MEXICO CITY (Sputnik) – A Mexican judge has temporarily suspended an order for the extradition of drug lord Joaquin "El Chapo" ("Shorty") Guzman to the United States, El Nuevo Diario reports.
The Nicaraguan newspaper said on Friday, a day after the order filed by Mexico’s Attorney General’s office was approved, that a final decision on the issue will be made in the second half of August.
The United States filed an extradition request for Guzman on June 25. Mexico said it would not extradite Guzman until he had served his prison sentence in Mexico.
Guzman was jailed at the Altiplano maximum security prison in February 2014. On July 11, El Chapo escaped using an underground tunnel that led from under his cell shower to a house construction site about 1.5 kilometres (0.9 miles) away.

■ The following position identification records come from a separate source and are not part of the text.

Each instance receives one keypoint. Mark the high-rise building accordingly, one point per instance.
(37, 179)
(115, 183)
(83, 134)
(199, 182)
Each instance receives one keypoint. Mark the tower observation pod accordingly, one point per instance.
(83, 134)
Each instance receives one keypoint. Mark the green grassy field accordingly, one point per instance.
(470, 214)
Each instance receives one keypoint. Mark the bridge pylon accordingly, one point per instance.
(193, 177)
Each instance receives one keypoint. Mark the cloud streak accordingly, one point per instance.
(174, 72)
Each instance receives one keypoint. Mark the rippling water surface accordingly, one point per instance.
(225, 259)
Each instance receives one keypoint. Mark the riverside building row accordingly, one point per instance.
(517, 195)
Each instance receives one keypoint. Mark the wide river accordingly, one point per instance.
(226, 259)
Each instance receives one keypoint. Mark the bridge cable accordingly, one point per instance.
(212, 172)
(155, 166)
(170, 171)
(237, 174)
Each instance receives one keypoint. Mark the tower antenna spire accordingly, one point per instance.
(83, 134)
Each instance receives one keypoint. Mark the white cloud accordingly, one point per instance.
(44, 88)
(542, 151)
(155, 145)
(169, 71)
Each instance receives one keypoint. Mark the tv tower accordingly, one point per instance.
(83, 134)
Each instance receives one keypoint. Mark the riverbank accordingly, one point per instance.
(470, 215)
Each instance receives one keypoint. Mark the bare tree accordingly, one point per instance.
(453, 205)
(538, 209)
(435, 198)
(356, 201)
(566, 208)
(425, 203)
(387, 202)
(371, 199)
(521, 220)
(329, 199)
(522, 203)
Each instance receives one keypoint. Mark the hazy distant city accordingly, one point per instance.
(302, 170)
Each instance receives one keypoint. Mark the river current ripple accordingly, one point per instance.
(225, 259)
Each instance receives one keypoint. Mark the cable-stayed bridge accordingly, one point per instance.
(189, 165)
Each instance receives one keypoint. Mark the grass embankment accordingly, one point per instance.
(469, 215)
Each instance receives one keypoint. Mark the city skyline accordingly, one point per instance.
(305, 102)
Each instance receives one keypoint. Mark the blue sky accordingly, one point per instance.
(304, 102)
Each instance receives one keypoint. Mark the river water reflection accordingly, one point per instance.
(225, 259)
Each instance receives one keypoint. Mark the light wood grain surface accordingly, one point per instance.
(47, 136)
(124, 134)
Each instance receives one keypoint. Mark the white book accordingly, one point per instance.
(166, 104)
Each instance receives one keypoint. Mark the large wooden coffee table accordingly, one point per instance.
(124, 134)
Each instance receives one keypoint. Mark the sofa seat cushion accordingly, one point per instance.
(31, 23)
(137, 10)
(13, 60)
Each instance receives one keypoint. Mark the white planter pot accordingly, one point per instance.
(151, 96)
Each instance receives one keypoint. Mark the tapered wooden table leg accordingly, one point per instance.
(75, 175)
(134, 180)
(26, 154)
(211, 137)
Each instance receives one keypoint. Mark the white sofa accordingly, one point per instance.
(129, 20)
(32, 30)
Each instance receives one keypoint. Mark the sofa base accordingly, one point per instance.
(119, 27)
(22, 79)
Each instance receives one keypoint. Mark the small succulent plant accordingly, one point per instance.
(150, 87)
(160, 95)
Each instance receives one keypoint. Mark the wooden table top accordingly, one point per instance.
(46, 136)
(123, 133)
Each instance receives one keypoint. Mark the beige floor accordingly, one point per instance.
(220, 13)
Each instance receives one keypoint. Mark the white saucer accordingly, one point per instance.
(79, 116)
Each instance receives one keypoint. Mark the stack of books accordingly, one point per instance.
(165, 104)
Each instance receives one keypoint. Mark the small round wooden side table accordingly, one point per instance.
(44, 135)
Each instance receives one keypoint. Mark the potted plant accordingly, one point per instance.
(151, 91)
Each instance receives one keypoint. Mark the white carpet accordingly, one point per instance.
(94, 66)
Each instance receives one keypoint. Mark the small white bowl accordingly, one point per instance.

El Chapo’s most recent escape is not the first one. In 2001, he escaped from a maximum security prison in Mexico’s Jalisco state, using a laundry cart.

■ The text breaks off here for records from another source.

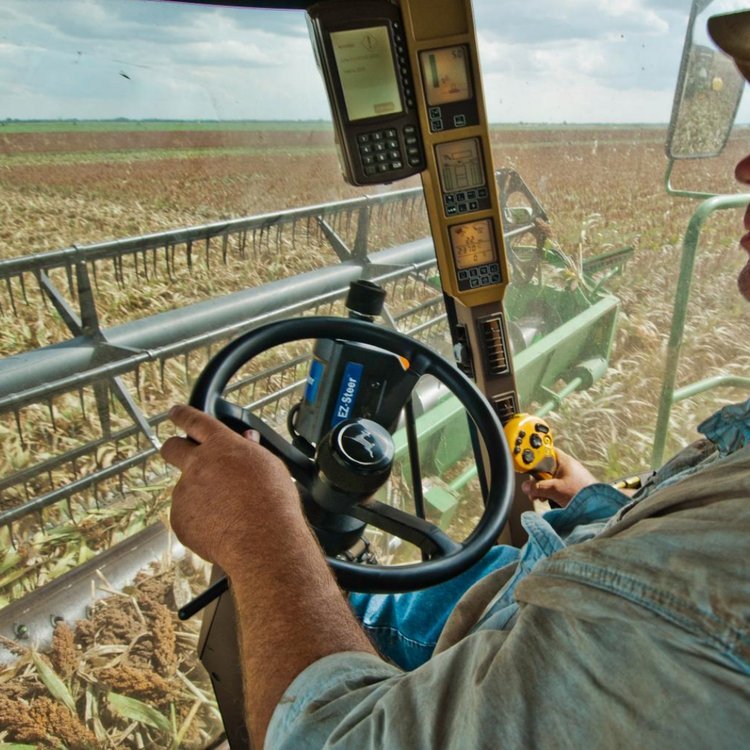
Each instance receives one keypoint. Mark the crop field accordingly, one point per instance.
(129, 670)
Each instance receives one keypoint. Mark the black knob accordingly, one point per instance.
(365, 299)
(356, 457)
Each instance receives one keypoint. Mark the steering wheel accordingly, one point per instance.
(446, 557)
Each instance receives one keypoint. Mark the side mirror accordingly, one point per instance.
(708, 93)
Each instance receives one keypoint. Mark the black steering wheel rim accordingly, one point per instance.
(207, 394)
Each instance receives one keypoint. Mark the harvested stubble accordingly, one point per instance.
(601, 188)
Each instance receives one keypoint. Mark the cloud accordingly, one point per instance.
(574, 60)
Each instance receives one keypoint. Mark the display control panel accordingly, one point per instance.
(361, 52)
(462, 176)
(448, 87)
(475, 254)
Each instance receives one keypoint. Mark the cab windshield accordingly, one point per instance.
(169, 179)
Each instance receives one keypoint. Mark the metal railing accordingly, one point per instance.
(83, 416)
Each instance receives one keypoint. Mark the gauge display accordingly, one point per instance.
(364, 59)
(473, 244)
(460, 165)
(446, 75)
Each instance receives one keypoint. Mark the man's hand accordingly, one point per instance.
(236, 506)
(571, 477)
(228, 483)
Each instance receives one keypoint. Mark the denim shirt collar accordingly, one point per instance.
(729, 428)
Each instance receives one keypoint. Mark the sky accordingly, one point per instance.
(542, 60)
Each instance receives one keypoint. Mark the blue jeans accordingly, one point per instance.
(406, 627)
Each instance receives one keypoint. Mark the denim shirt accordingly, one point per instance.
(621, 622)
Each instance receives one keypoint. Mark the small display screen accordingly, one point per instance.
(473, 244)
(364, 60)
(446, 75)
(460, 165)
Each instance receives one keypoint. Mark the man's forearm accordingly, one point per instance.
(290, 613)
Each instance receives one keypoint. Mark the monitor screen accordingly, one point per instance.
(473, 244)
(460, 165)
(364, 60)
(446, 75)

Interpol has issued a red notice for El Chapo.
Guzman is the chief of the Sinaloa drug cartel. The criminal organization smuggles cocaine from Colombia through Mexico to the United States. The cartel is also involved in the production and distribution of Mexican marijuana, heroin and other drugs in North America and Europe.
Sinaloa is responsible for a major portion of cocaine, heroin and marijuana sold in the streets of the United States. The drug empire has allowed Guzman to accumulate a major fortune, which was estimated to be some $1 billion in 2009.
Mexican Attorney General Arely Gomez has said that his country is ready to pay 60 million Mexican pesos (almost $4 million) for information on Guzman’s current whereabouts.